Cleanup of North Slope's record spill continues

Published: March 14, 2006 

PRUDHOE BAY, Alaska (AP) - Heavily bundled crews braved merciless cold Monday to continue cleaning up the largest crude oil spill ever on Alaska's North Slope.

Cleaning up the spill estimated at up to 267,000 gallons in the Prudhoe Bay oil field has been slow going because workers are having to take frequent breaks to protect themselves against extreme conditions. As of Monday, about 60,000 gallons - or 1,428 barrels - of crude had been recovered since the leak from a ruptured transit line was discovered March 2 by an operator with oil giant BP's Alaska subsidiary.

"There's still a lot of work to be done under very trying conditions," said Dan Larson, a BP spokesman visiting the site Monday.

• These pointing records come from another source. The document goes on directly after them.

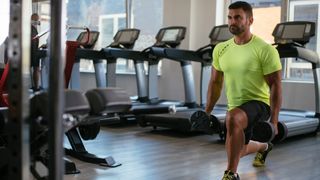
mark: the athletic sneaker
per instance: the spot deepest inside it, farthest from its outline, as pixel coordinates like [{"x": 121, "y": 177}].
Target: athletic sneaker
[
  {"x": 228, "y": 175},
  {"x": 260, "y": 158}
]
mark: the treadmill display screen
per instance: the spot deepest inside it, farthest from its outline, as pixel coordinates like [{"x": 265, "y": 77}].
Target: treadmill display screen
[
  {"x": 293, "y": 31},
  {"x": 170, "y": 35},
  {"x": 126, "y": 37}
]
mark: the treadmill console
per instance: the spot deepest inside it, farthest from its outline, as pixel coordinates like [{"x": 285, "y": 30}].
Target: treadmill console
[
  {"x": 93, "y": 38},
  {"x": 294, "y": 32},
  {"x": 219, "y": 34},
  {"x": 170, "y": 36},
  {"x": 125, "y": 38}
]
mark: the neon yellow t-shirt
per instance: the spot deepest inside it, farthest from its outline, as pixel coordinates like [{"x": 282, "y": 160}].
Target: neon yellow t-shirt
[{"x": 244, "y": 67}]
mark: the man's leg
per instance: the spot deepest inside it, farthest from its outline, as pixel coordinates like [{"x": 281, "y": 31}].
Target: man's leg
[
  {"x": 253, "y": 147},
  {"x": 236, "y": 122}
]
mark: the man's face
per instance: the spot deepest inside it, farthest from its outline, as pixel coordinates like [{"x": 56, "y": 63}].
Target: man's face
[{"x": 238, "y": 21}]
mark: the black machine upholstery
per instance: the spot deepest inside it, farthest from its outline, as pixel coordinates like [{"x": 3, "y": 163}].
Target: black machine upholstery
[{"x": 108, "y": 100}]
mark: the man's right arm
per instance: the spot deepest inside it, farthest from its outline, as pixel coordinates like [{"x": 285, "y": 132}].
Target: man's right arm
[{"x": 214, "y": 89}]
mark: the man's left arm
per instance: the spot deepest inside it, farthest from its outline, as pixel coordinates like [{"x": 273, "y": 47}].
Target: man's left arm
[{"x": 274, "y": 82}]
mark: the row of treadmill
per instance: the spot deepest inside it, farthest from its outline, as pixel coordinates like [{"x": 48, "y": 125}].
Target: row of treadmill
[
  {"x": 108, "y": 103},
  {"x": 290, "y": 40}
]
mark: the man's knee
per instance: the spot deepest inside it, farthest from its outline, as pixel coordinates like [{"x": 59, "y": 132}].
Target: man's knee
[{"x": 236, "y": 119}]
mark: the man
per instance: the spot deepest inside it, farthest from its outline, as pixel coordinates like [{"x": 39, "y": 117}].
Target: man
[
  {"x": 251, "y": 70},
  {"x": 35, "y": 61}
]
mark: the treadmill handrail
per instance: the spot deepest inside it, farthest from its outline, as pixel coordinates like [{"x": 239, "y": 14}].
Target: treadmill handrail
[
  {"x": 289, "y": 50},
  {"x": 127, "y": 54}
]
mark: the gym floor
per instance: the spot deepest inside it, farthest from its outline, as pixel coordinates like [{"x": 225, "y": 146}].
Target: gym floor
[{"x": 146, "y": 154}]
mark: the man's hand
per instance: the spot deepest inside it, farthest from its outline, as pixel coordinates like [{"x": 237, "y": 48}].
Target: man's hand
[{"x": 275, "y": 125}]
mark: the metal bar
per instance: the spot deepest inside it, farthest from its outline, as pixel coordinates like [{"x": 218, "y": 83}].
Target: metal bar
[
  {"x": 56, "y": 87},
  {"x": 19, "y": 59},
  {"x": 129, "y": 13}
]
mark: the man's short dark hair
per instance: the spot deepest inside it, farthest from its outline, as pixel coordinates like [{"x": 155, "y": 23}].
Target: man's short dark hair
[{"x": 246, "y": 7}]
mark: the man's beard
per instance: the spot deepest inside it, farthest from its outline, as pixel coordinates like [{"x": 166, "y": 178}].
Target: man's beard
[{"x": 236, "y": 30}]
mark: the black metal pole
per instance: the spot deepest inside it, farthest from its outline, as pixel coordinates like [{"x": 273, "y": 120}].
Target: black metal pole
[
  {"x": 19, "y": 59},
  {"x": 56, "y": 87}
]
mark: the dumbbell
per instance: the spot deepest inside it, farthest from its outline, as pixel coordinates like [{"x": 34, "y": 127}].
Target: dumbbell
[
  {"x": 264, "y": 132},
  {"x": 201, "y": 121}
]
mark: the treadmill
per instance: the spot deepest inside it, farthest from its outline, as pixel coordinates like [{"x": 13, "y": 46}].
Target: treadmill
[
  {"x": 124, "y": 38},
  {"x": 291, "y": 38},
  {"x": 181, "y": 119},
  {"x": 170, "y": 37}
]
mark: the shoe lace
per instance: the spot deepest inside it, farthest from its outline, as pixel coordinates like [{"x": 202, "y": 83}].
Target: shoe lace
[
  {"x": 259, "y": 157},
  {"x": 227, "y": 176}
]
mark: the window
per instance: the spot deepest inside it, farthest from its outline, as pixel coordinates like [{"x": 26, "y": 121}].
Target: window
[
  {"x": 266, "y": 15},
  {"x": 297, "y": 69}
]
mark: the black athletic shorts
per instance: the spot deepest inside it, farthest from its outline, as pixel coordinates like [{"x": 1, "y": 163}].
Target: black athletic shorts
[{"x": 256, "y": 111}]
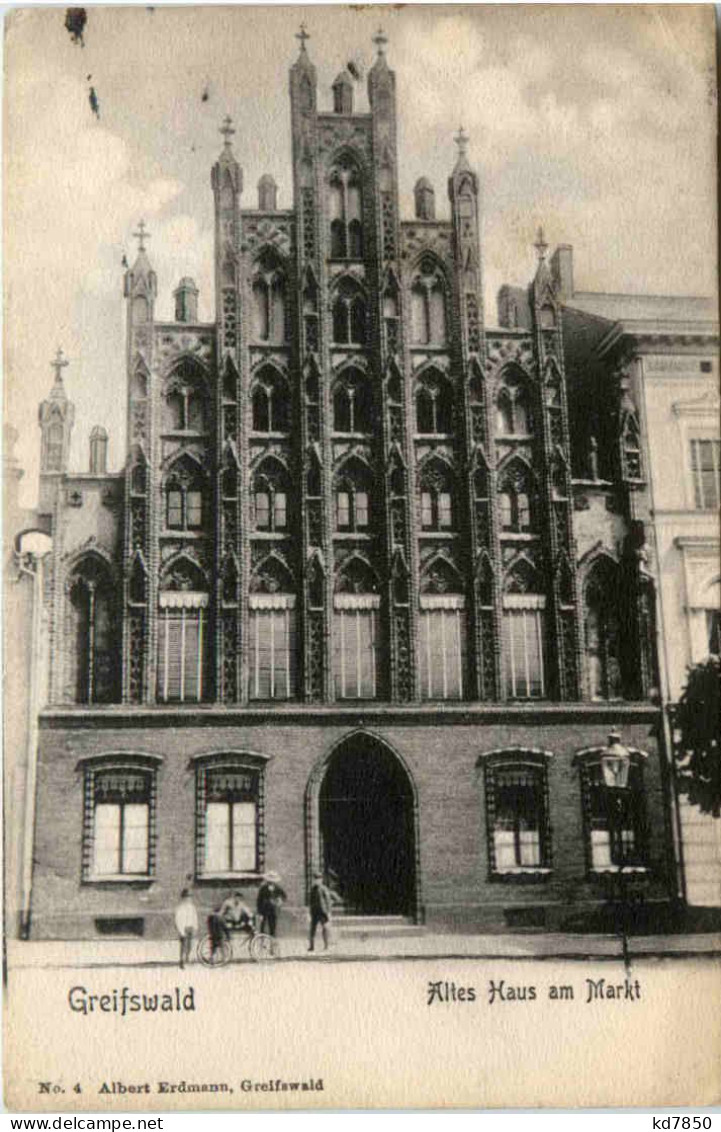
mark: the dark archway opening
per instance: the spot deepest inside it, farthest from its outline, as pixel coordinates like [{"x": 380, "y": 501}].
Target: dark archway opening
[{"x": 367, "y": 829}]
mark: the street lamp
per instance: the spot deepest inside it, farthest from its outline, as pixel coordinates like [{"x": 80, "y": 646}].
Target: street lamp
[{"x": 615, "y": 766}]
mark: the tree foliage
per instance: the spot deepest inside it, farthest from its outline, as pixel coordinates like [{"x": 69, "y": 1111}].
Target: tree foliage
[{"x": 697, "y": 737}]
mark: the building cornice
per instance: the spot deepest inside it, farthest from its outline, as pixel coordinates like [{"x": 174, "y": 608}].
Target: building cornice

In recent days, temperatures here plunged to 70 degrees below zero with the wind chill, barely warming to 44 below on Monday as workers attacked the spill that seeped into almost two acres of snow covering the tundra.

Crews in arctic gear vacuumed molasses-colored oil that has pooled in some places, using small front-end loaders to carry fresh snow to other spots to absorb the crude. They used dump trucks to transfer the contaminated snow to a concrete pad. The mixture will be melted later and then separated from the crude.

Ultimately the oil will be treated and sent to market, according to BP officials.

Spill responders at the site said the work was going as well as expected, considering the harsh environment, where winds can churn the snow into a blind frenzy and workers can become dehydrated in the arctic desert conditions. The goal is to collect at least 90 percent of the spilled crude.

"Hopefully, the tundra will recover," said Ed Meggert with the Alaska Department of Environmental Conservation. "It's never going to be perfect."

Officials emphasize the Prudhoe spill bears a relatively small imprint, taking up a size smaller than two football fields in a vast industrial hub traversed by a network of pipelines, oil gathering stations and power plants. And despite the numbing weather, winter conditions are actually helping recovery, turning oil thick as honey, so it doesn't spread as quickly as it would in warmer temperatures.

"But the downsize is, it's friggin' cold," Larson said.

The spill is dwarfed by the 11-million gallon spill when the tanker Exxon Valdez ran aground in Prince William Sound in 1989. But the Prudhoe Bay spill far surpasses the previous North Slope record of 38,000 gallons set in 2001.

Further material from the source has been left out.